I smiled at Reesay. She smiled back, and for a moment the professional composure, the careful distance she kept, fell away completely. For just that moment, she was looking at me like I was something she'd helped create. Something that mattered.

Aldric opened his mouth. Closed it again. He was still on the stairs, suspended between coming down and staying where he was, caught between the father he was and the shock of what his son had become.

Svenna made a sound that wasn't quite a word. It might have been a gasp. It might have been a prayer.

Then she came down the stairs.

Not walking. Rushing, the quick urgent steps of someone who had made a decision and was acting on it before she could change her mind. She dropped to her knees and pulled me against her, and the moment her arms closed around me the whole basement shifted. Not physically. But something in the air changed, some tension I didn't even know was there released all at once.

She cried. Quiet at first, shoulders shaking, then harder. The kind of crying that doesn't have words, that exists beneath language. I could feel her tears soaking into my hair, hot and real.

"You're growing up too fast," she said into my hair, and her voice was thick with it. "I can feel it happening and I can't stop it. Every day you're becoming something I don't quite recognize. You're not like us anymore. Not like me or your father. You're always right about things. You're always certain about what you're doing. And now you've awakened something we can't even understand, at an age that nobody in either of our families has ever managed."

She pulled back just slightly, enough to look at my face. Her eyes were red, her cheeks streaked.

"I'm afraid you don't need us anymore."

The basement went very still. The candles seemed to flicker slower, as if they were listening.

I hadn't thought about that. I'd been so focused on the untethering, the training, the kingdom that was supposed to exist somewhere ahead of me that I hadn't looked at the cost of it. Hadn't looked at her face, the worry lines that had probably gotten deeper while I was in the basement, book in hand, chasing something she couldn't touch.

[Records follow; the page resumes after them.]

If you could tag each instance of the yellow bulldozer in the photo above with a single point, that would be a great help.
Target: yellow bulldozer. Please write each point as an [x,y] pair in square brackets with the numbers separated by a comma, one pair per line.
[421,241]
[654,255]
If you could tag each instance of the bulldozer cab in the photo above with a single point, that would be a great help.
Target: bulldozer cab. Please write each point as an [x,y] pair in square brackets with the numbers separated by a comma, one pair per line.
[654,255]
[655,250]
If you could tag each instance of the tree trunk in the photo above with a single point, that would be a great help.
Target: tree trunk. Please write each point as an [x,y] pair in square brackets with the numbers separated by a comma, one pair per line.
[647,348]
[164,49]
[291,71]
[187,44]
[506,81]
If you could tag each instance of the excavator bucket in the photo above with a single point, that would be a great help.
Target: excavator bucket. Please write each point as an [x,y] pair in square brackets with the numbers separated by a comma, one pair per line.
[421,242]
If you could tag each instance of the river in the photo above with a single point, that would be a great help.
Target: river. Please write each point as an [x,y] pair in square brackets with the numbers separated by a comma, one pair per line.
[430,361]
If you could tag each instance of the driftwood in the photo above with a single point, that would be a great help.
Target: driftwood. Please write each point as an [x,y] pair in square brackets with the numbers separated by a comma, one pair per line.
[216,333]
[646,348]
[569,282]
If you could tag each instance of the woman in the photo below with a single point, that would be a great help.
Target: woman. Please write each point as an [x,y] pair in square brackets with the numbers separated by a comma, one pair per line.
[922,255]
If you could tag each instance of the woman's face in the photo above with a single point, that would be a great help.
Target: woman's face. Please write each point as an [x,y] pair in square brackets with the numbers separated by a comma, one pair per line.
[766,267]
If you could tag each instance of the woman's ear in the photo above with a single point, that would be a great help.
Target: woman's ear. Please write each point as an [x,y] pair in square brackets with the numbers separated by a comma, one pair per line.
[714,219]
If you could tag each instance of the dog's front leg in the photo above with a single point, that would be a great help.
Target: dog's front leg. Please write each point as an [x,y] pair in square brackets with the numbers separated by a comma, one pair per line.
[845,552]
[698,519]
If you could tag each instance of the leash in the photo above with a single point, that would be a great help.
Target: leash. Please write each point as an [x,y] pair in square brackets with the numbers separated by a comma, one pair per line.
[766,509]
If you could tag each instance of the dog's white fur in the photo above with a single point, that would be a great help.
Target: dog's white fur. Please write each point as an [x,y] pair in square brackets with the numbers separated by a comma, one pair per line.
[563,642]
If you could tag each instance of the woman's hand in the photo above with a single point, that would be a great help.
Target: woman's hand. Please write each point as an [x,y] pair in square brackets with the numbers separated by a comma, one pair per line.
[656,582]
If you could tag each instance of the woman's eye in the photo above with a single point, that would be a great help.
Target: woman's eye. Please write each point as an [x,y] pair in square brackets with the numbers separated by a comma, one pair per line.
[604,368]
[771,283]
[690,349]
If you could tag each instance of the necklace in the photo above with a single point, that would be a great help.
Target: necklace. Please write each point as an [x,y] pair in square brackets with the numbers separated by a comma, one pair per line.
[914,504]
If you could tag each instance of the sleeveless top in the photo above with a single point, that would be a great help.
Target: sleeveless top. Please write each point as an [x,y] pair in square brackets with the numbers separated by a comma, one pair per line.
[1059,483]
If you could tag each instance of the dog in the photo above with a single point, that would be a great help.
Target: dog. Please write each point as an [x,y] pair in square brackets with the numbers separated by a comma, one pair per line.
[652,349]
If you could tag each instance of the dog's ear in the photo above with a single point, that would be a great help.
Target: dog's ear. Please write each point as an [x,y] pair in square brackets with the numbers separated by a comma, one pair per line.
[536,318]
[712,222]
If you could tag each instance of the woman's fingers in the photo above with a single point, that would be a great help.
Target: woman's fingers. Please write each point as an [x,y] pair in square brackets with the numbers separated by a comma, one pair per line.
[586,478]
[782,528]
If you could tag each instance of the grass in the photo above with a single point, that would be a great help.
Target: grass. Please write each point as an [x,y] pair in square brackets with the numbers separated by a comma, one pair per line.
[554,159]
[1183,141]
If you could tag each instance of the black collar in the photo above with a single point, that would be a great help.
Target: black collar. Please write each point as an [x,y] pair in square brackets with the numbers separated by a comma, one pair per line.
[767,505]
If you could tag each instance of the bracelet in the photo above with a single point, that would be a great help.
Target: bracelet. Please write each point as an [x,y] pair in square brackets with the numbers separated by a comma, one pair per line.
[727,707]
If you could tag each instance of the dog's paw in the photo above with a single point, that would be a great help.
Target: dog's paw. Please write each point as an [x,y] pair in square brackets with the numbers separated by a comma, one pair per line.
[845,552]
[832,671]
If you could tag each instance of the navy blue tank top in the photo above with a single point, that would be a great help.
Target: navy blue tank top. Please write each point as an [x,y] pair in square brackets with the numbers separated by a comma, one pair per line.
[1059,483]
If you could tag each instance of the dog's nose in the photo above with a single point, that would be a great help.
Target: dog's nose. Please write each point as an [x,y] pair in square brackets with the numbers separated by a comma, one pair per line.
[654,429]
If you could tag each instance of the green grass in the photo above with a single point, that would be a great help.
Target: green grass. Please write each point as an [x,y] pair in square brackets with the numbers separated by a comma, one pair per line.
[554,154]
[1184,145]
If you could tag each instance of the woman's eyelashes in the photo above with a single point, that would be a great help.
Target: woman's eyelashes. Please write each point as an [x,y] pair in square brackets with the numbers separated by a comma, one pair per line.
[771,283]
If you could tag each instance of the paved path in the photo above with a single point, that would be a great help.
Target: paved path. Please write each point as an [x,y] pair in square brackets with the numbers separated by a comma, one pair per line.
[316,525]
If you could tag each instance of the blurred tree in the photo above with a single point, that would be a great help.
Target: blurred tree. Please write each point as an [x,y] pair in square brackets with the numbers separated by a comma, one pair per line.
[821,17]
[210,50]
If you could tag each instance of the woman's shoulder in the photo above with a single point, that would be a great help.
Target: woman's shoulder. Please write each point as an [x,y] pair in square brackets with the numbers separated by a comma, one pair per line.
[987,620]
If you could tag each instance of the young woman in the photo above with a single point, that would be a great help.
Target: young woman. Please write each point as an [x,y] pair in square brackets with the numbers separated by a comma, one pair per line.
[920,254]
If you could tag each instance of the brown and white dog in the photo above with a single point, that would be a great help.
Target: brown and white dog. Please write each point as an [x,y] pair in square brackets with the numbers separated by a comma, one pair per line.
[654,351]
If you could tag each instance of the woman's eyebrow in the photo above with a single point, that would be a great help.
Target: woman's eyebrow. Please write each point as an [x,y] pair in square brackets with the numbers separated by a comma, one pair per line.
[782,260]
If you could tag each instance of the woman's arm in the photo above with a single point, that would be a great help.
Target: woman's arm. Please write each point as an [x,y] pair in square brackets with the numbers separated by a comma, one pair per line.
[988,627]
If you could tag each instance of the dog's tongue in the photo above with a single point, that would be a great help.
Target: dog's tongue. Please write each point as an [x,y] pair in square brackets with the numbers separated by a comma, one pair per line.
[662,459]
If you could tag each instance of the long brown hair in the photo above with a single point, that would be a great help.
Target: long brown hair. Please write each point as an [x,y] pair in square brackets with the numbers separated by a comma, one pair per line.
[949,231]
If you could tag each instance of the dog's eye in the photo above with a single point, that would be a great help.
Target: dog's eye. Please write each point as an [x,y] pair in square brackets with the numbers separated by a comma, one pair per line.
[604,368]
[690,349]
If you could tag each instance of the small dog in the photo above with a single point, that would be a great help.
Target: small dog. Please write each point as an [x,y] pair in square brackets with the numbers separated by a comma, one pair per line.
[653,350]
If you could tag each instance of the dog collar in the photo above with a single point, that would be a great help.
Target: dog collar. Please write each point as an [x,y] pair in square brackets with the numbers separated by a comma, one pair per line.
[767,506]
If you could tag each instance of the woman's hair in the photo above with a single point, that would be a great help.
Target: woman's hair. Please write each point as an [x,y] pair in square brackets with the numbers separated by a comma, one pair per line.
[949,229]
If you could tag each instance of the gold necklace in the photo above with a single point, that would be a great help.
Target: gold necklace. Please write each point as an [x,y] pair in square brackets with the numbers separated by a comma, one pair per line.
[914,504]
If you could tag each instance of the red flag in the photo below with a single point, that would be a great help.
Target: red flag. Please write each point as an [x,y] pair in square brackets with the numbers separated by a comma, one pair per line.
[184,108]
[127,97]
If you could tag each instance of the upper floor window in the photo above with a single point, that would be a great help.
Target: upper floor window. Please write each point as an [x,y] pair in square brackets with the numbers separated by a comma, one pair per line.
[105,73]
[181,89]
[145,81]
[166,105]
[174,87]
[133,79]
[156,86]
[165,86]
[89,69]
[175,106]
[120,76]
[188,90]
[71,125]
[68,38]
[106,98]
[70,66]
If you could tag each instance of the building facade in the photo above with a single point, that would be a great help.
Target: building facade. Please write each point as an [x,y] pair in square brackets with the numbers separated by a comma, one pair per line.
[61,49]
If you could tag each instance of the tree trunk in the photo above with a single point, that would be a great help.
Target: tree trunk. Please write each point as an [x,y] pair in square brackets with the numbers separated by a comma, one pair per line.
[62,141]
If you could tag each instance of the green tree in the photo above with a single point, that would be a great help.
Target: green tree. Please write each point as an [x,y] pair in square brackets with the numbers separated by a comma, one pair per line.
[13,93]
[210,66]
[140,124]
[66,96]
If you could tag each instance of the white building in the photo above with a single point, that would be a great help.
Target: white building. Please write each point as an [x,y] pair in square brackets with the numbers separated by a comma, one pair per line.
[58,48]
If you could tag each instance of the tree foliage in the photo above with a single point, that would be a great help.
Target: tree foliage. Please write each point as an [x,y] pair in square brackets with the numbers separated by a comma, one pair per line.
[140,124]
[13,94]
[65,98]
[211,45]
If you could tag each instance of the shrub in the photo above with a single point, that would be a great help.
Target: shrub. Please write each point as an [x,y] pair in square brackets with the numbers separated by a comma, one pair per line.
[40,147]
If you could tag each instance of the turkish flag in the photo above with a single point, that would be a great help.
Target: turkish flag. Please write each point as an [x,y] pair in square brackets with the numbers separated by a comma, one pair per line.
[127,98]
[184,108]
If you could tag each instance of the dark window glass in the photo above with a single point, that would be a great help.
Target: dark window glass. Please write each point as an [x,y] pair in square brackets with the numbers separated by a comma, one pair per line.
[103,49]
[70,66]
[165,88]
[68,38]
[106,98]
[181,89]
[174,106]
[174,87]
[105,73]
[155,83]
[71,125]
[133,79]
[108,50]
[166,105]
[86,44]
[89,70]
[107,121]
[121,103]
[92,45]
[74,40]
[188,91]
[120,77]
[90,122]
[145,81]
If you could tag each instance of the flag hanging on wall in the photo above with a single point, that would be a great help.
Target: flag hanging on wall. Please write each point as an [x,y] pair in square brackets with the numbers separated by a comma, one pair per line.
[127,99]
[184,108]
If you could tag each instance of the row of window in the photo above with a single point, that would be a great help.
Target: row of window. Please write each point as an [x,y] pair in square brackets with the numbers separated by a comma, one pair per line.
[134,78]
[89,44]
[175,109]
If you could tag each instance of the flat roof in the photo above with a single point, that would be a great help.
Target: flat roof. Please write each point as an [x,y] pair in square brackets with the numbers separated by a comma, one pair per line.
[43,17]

I hugged her back, pressing my small face against her shoulder.

"I'm doing this for you," I said. "Both of you. Everything I'm doing, it's all for this."

She pulled back. Looked at me with red, searching eyes, trying to find the child she'd raised in the seven-year-old who was suddenly speaking like someone else.

"I know you work every day to afford this house. To keep us fed. I know how hard it is." The words came from somewhere older than seven, from a different life, a different version of me that had learned this lesson too late. "I want to change that. I want you to live without struggling. I want to give you everything you gave me, and more. I want to repay you for every moment you spent making sure I had what I needed."

This was true. All of it was true. In another life, I'd watched my parents work themselves thin. I'd taken it for granted until I couldn't anymore. Until it was too late to thank them, too late to do anything but regret. I wasn't making that mistake again. Not here. Not with them.

Svenna's tears came faster, harder. She pulled me close again, holding me against her like she might lose me if she let go. And Aldric came down the stairs then, his movements deliberate, his face working through something. He knelt beside us both and wrapped his arms around both of us, and he was crying too, silent tears that caught the candlelight. It felt strange because they weren't my real parents but they were holding me like they were, like they'd been holding me all along and I'd only just now understood it. Like I'd finally arrived somewhere I was supposed to be.

The basement was quiet except for their breathing, our breathing, the faint ticking of Kronos that wasn't even there anymore but seemed to echo anyway.

I felt something wet on my cheek. A tear. My own.

I guess I was growing up too fast.

But maybe that was the point. Maybe some things couldn't be done any other way.